Clinicians treating IBD, researchers working on predictive biomarkers or comparative trials, patients considering biologic or advanced therapies, and caregivers involved in treatment decisions.
What To Know
Researchers and clinicians want better tools to choose the right therapy for each person with Crohn’s disease. This Healio video highlights two key gaps: lack of validated predictors (biomarkers) to tell which patient will respond to which drug, and a shortage of head-to-head trials comparing available medicines.
The speaker explains that although many effective medications now exist, clinicians often must guess which patient will benefit from which drug because we don’t yet have reliable blood, stool, or biopsy tests to predict response. That makes the choice of first therapy especially important, since initial treatment is often the most likely to work.
The video also emphasizes the need for more head-to-head clinical trials to compare drugs and inform the optimal order of therapies. Practical perspective: This is a commentary-style video, not a research report of new study results.

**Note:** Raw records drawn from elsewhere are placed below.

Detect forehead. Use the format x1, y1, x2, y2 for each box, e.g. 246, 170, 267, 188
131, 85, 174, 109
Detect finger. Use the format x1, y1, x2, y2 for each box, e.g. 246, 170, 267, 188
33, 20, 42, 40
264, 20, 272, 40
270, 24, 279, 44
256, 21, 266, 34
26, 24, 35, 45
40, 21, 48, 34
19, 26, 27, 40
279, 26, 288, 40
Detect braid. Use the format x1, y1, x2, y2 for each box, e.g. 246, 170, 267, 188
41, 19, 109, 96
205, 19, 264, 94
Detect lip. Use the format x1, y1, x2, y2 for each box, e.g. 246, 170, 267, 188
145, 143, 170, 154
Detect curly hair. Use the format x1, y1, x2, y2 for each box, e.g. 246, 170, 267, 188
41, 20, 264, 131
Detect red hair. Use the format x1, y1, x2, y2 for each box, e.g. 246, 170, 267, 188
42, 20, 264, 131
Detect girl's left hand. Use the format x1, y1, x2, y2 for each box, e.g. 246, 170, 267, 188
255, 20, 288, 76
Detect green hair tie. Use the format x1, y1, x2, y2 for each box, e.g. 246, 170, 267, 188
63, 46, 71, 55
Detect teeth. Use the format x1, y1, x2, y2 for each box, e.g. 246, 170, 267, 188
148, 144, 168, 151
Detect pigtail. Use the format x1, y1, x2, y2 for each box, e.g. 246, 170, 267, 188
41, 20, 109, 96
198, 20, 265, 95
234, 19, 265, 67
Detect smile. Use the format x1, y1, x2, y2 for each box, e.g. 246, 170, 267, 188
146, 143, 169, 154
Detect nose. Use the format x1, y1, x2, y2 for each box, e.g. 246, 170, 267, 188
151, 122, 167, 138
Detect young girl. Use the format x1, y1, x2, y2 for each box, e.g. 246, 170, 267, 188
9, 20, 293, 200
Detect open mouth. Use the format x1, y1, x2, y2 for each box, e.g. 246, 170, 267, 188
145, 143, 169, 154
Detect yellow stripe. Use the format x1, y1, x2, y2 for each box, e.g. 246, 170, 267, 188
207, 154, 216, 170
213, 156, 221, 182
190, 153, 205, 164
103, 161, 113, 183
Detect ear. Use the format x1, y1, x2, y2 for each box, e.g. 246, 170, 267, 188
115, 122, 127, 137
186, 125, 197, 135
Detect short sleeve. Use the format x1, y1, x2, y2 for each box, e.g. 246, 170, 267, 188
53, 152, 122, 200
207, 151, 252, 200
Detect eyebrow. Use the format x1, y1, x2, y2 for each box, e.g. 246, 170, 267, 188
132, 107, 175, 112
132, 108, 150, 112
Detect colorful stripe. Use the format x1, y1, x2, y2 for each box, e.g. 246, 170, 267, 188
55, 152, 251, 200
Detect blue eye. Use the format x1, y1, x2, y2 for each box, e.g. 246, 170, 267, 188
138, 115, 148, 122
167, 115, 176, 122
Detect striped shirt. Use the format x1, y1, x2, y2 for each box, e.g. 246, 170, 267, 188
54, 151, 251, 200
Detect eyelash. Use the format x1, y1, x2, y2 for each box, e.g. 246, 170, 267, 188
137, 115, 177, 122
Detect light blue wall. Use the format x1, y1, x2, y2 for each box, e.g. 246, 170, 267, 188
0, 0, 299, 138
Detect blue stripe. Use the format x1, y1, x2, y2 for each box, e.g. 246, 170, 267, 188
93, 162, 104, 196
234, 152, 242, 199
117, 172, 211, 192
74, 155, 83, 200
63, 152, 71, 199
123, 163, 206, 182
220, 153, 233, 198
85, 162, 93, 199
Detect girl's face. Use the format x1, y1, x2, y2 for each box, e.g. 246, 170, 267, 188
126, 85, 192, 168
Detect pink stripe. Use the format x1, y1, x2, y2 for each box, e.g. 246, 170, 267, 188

It summarizes expert views about gaps in Crohn’s research and care—predictive biomarkers and comparative trials—rather than presenting new data or specific test options. Further reading: Clinical trial registries and guideline updates are the places to watch for future head-to-head trial results or validated predictive tests.
This is a short expert interview (video transcript) outlining unmet needs rather than reporting new study data. No specific biomarkers, drugs, or trial results are described; it’s a call for more research and comparative trials.